An employee works at the assembly line of the Mahindra & Mahindra in Chakan, Maharashtra. Activity in India’s services industry contracted for a tenth straight month in April, a business survey showed yesterday.

Activity in India’s services industry contracted for a tenth straight month in April, pushing firms to put hiring plans on hold for the first time since November, a business survey showed yesterday.

The HSBC Services Purchasing Managers’ Index, compiled by Markit, rose to 48.5 in April from 47.5 in March, but held stubbornly below the 50-mark that divides growth from contraction.

“While the business activity index improved, it remained below the water line. This points to still subdued service sector activity,” said Leif Eskesen, chief economist for India and Asean at HSBC.

New business fell at a slower pace in April but the employment sub-index slipped just below the 50-level to 49.8 as firms reacted to falling workloads.

Still, firms remained optimistic about the future, possibly due to an anticipated victory for the business-friendly opposition Bharatiya Janata Party (BJP) in an ongoing election in the world’s largest democracy.

Yesterday’s business survey also showed input costs and prices charged by services companies increased at a quicker pace last month.

In contrast, input and output prices rose at the slowest pace in about a year among Indian factories, a similar poll of manufacturers found last week.

Indian factory growth showed no sign of acceleration last month as tepid demand restrained output even as price pressures eased.

The mixed picture will give little reason for the Reserve Bank of India (RBI) to change its key interest rate from 8% and a Reuters poll of economists in March said the bank would hold steady until October at least.

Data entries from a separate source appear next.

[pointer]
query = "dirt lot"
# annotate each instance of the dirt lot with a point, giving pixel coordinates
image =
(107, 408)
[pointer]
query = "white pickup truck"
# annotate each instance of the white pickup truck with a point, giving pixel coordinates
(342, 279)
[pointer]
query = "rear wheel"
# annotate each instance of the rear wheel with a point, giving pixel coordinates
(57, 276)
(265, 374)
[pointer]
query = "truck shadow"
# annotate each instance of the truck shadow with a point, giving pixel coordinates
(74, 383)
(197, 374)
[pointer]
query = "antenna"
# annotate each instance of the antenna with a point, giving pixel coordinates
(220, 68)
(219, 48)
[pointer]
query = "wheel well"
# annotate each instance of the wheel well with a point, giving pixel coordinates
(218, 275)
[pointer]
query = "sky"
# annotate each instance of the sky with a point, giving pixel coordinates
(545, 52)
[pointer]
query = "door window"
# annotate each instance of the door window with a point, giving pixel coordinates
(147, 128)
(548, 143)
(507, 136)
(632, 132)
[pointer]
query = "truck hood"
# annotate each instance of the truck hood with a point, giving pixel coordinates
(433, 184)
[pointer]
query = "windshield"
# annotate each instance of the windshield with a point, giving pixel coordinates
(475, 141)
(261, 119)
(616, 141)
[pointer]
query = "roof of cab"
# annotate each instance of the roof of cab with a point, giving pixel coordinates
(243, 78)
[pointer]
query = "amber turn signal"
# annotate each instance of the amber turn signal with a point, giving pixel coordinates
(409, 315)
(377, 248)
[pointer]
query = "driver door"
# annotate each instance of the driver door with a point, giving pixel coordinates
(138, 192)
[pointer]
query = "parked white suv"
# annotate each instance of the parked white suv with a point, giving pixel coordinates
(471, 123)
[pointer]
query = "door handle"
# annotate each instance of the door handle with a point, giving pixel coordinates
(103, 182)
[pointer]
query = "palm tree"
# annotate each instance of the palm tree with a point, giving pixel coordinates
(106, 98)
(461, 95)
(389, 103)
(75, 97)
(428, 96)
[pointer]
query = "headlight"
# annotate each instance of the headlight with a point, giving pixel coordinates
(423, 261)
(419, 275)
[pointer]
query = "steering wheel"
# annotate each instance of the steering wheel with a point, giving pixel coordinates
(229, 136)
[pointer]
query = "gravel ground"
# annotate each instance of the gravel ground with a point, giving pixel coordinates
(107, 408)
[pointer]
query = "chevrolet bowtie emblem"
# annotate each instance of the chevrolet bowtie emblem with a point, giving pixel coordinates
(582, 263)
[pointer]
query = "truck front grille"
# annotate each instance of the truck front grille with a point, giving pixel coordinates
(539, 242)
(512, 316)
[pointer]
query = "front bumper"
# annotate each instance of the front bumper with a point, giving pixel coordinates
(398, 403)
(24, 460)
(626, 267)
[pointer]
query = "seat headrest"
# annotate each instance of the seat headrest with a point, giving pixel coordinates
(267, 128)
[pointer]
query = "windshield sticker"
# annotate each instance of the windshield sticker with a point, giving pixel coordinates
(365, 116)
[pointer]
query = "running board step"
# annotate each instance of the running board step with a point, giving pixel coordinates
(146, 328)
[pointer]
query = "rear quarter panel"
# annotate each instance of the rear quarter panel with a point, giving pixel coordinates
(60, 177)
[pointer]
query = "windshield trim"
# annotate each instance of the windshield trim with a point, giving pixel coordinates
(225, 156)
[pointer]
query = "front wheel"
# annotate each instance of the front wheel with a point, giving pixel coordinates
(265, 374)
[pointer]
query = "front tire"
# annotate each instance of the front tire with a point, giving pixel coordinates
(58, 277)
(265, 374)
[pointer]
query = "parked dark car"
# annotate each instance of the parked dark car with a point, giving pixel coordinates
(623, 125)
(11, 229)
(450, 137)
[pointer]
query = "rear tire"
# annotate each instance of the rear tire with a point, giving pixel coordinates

Meanwhile, growth in China’s factory output and investment likely stabilised in April as the government uses targeted policy measures to underpin growth, while the pace of declines in exports and imports may have eased, a Reuters poll showed.  However, the world’s second-largest economy may only get a temporary boost from such policy support, as growth will inevitably slow while the government seeks to tackle high debt levels and excessive factory capacity.

China’s industrial output may have grown 8.9% in April from a year earlier, slightly ahead of the 8.8% rise in March, according to the poll of 18 economists.

Fixed-asset investment growth likely grew 17.7% in the first four months from a year earlier, also slightly firmer than the 17.6% pace seen in the first three months. The government only publishes cumulative investment data.

The government has in recent weeks hastened construction of railways and affordable housing and cut taxes for small firms to support the slowing economy, but top leaders ruled out any forceful policy measures in favour of reforms.

“Economic growth is stabilising but it’s hard to see a rebound because policies that help stabilise growth are limited,” Peng Wensheng, chief economist at CICC said in a research note.